Fecha
Del 26 de enero del 2025 al 21 de abril del 2025
Espacio / Sala
Patio de las Esculturas
En el Patio de las Esculturas, el artista Leo Marz muestra dos obras de sitio específico dentro de la exhibición They Stare at You From Billions of Years Ago (Te observan desde hace miles de millones de años), que analiza ampliamente la cultura de la “viralidad” en redes sociales.
La nueva propuesta de Marz parte del concepto filosófico de hiperrealidad, planteado por Jean Baudrillard y para referirse a las estrategias de simulacro en la época contemporánea, donde la realidad es presentada a través de imágenes falsas, editadas o distorsionadas, borrando la frontera con la ficción. También, el artista aborda cómo distintos sucesos puedan ser simultáneos a pesar de estar ubicados en diferentes momentos temporales, ambos aspectos marcados por el consumo de información mediática y de redes sociales.
“El cuerpo de obra que estoy trabajando ahora parte sobre cómo en este momento las personas van de una realidad a otra y no hay diferencia entre lo virtual y lo real en la vida cotidiana, porque esa experiencia que tenemos en el espacio virtual manipula la manera en que entendemos la realidad”, explica el artista nacido en Jalisco que vive y trabaja en Monterrey.
“Me interesa la forma en que se yuxtaponen las experiencias, y mi preocupación no solo es la imagen, sino la manera en que se materializa la realidad. La pintura me permite ralentizar el tiempo para leer la escena, por un lado, la forma en que las personas se convierten en un objeto al representarse en una selfie en su celular, por otro, el celular se transforma de un objeto a un espacio, que son las redes sociales”.
Una de las obras es They Stare At You From Billions of Years Ago (2023) un mural en el que aplicó pintura acrílica utilizando sus huellas digitales sobre un fondo blanco. Alternando dos tonos de grises, las huellas dactilares crean un efecto visual semejante al ruido blanco o nieve, un patrón que aparecía en la televisión análoga cuando la señal era débil o nula, normalmente acompañada de un sonido particular, algo que en las señales digitales ya no existe. Además de la nostalgia que implica, al artista le interesa retomarlo porque se estima que un 1% de ese ruido blanco es provocado por la radiación cósmica del Big Bang, de acuerdo a investigaciones de los astrónomos Penzias y Wilson en la década de los 60.
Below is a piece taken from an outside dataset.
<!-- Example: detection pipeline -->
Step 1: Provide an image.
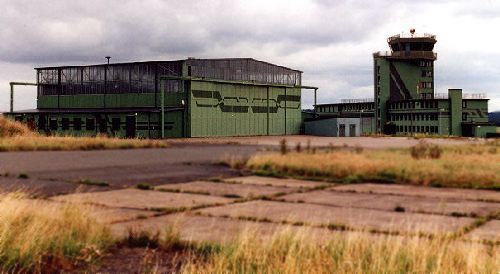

Desde inicios de enero, el artista comenzó el mural estableciendo un patrón tanto con los colores como con sus manos, estampando sus huellas con pintura por la superficie, distribuyéndolas de manera minuciosa a una distancia similar cada una. Por la amplitud de la superficie, que es de 26 metros de largo por 5 de alto, la realización del mural requirió de varias jornadas, y el transcurso de ese tiempo para el artista es una forma de materializar el presente, marcar su presencia en un tiempo transcurrido. A su vez, la obra es un autorretrato conformado por miles de huellas dactilares, remitiéndose al uso actual de los dedos tanto para navegar por los dispositivos móviles, como para establecer una identidad biométrica.
En el lado opuesto se encuentra la segunda obra: Complete Bliss Is Not a Full Reality (2024), una escultura de luz neón con la forma de ojos retomados de una selfie; en este caso, corresponden a los de la famosa socialité Kim Kardashian. La mirada de una de las celebridades más mediáticas del momento se despliega en la parte superior del espacio, a una altura que permite su visibilidad desde fuera del edificio, justo frente al mural, como si observara el ruido blanco. Recientemente, Marz ha realizado esculturas en latón o acero retomando ojos de selfies famosas y reales; para esta obra eligió una de Kardashian por el fenómeno que representa en la actualidad a ser una figura pública que construye una realidad no solo ante su programa, sino en redes, donde la ficción y la veracidad son manipuladas por ella misma.
En su producción, el artista Leo Marz se ha interesado por trabajar a partir de ciertos sucesos conectados de alguna manera, a pesar de estar ubicados en diferentes momentos temporales. En un contexto marcado por la inmediatez en las comunicaciones, al artista le interesa abordar el transcurso del tiempo, la relación de un momento con otro, cuestionar el concepto de tiempo real y su nivel de veracidad. La realidad y su manipulación a través de la edición o para cuestionar su nivel de ficción es otra de las constantes en su discurso.